Most Apache projects are well run and do not break compatibility.
We use a lot of "provided" libraries in my wars since we have a set of about 60 libraries that we use in about 70 war files so it makes no sense to have these libraries in every war that we build. We use libraries from well managed developers who are careful about upward compatibility so we can be pretty adventurous about moving forward with the versions. Even major version changes usually preserve upward compatibility although I confess that I do read the docs a bit more carefully on a move from 1.15.3 to 2.0 than I would from 1.15.3 to 1.16.1.

Ron



Cheers,
Jesse


On 30/09/2012 19:08, Ron Wheeler wrote:
Read what I wrote:
If you are making an artifact that is not upward compatible, you need to prevent people from thinking that they can just up the version number in their GAV and they will get a better version with bugs fixed. You are in fact giving them a new artifact that will not only NOT fix bugs but will give the victim NoSuchMethods or NullPointers (if scope is "provided") in code that would work with the previous artifact.
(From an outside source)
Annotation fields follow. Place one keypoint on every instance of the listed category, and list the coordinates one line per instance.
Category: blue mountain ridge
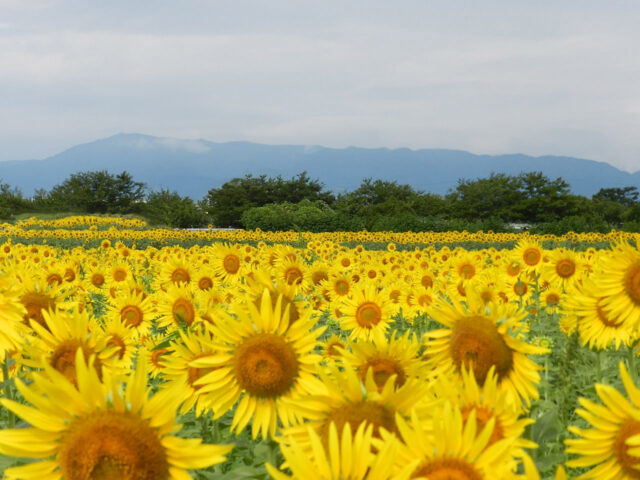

I don't care if you use the version number as part of the new ArtifactID or just add the word "nouveau" at the front of the ArtifactID.
Just make sure that you change the G or the A and not just the V.

Ron

On 29/09/2012 4:50 PM, Mark Derricutt wrote:
Wait,

You're suggesting we starting encoding VERSION NUMBERING into the artefact NAME now? Isn't that just as bad, if not worse than the abuse of classifiers we already see out there?

We have the exact same issue being discussed here, and also as mentioned by others use OSGi. One of the key things to think of in all these situations to also let your artefacts work FOR you.

1) Separate out APIs from implementations - two artefacts
2) Users depend ONLY on API - NEVER implementations - mock those implementations for testing, or have a third "fake/test" impl. 3) Use composite artefacts for grouping common dependencies - a POM only artefact with dependencies, i.e. a testing pom that deps on testng, fest-assert etc. etc. 4) Often its only really the packaging/distribution that really needs the range to be resolved so maybe we should enhance the assembly plugin, or some other new packaging plugin.




On 29/09/2012, at 8:21 AM, Ron Wheeler <rwhee...@artifact-software.com> wrote:

Not acceptable. If a developer is not going to provide upward compatibility, then they should change the Artifact id to be sure that no one gets hurt because of the laziness or lack of thoughtfulness or just plain bad design of the older version.
Major versions are not incompatible in most libraries.
Hibernate is a good example where the developers realized that version 3 was completely different from versions. If they wanted to have reasonably method names without the danger of people getting hurt by trying to run code written to version 2 specs against version 3, they had to rename the artifacts.